Arens calls the espousers of the ”force never works” doctrine, ”defeatists.” I suppose that would be as offensive as “appeasers” to Barak Obama, who, among other things, recently told David Brooks that he does not think force will work in Lebanon.
[Obama] said the U.S. should help the Lebanese government deliver better services to the Shiites “to peel support away from Hezbollah” and encourage the local populace to “view them as an oppressive force.” The U.S. should “find a mechanism whereby the disaffected have an effective outlet for their grievances, which assures them they are getting social services.”
The U.S. needs a foreign policy that “looks at the root causes of problems and dangers.” So, we are to look to root causes — a welfare state mantra that never even worked on domestic crime.
But I digress.

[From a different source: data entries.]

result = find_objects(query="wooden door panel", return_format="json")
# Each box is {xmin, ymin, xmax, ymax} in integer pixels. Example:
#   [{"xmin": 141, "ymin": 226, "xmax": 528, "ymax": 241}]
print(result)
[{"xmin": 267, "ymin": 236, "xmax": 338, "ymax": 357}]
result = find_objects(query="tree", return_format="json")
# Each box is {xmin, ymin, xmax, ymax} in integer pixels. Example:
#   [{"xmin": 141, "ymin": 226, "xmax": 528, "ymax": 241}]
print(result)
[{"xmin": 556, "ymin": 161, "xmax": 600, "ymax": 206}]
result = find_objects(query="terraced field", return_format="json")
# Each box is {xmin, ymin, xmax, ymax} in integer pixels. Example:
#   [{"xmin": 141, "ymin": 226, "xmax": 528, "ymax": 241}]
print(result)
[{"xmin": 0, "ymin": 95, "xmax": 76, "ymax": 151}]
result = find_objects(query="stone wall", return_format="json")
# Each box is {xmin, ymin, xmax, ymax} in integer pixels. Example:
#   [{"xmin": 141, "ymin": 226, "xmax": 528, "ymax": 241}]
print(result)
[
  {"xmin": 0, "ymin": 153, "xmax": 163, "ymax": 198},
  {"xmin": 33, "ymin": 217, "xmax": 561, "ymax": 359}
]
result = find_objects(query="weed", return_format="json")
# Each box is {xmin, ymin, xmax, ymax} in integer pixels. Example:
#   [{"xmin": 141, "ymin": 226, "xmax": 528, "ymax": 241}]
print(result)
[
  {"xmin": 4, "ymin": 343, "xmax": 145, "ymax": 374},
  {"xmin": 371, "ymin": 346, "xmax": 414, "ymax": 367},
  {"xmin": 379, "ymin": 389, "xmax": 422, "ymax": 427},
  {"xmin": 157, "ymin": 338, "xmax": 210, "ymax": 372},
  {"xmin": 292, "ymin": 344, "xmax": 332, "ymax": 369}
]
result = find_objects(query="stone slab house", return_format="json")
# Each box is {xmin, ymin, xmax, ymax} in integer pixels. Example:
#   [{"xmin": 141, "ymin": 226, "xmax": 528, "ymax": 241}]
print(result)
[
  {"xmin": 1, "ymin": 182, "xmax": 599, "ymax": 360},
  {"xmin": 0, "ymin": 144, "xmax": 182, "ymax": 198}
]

Arens spells out the lessons learned in Israel:
But once the Israel Defense Forces and the security services began to seriously tackle Palestinian terror… in the spring of 2002, it quickly became clear that terror could be defeated by force. As a matter of fact, it could be defeated only by the use of force. The terrorists view any hints of Israeli willingness to give in to a portion of their essentially limitless demands as a sign of weakness, which only serves to encourage further acts of terror.
Israel’s victory over Palestinian terror, which put an end to the daily bouts of suicide bombings, also induced amnesia in the minds of some of Israel’s leaders. The lesson was quickly forgotten.
The Olmert government, he says, is currently conducting …”talks on a cease-firewith Hamas in Gaza. Abandoning the strategy of defeating terrorism, they are now offering Hamas terrorists a respite so they can rearm, train, and prepare for the next round of attacks against Israel, with the help of the Iranians. ”
Finally, Arens notes, acidly,
Now the Olmert government is placing its hopes on proposing a cease-fire to the terrorists. A truce with the terrorists, meaning that Israel would cease its attacks against organizations in Gaza whose leaderships are pledged to Israel’s destruction, is ludicrous and self-defeating. It has not worked with Hezbollah, it will not work with Iran, and it won’t work with Hamas. Until such time as Israel adopts the only strategy that works in the war against terror – attacking the terrorists until they are soundly defeated – Israel will continue to be weakened, and its citizens will continue to be casualties of terrorist acts.
Now it may be that Obama, who has no experience in foreign or defense policy, is right about the value of talking. But I’d rather have Arens in charge of my family’s safety. Perhaps Obama could read Aren’s op-ed as part of his preparation for tea with Ahmadinejad.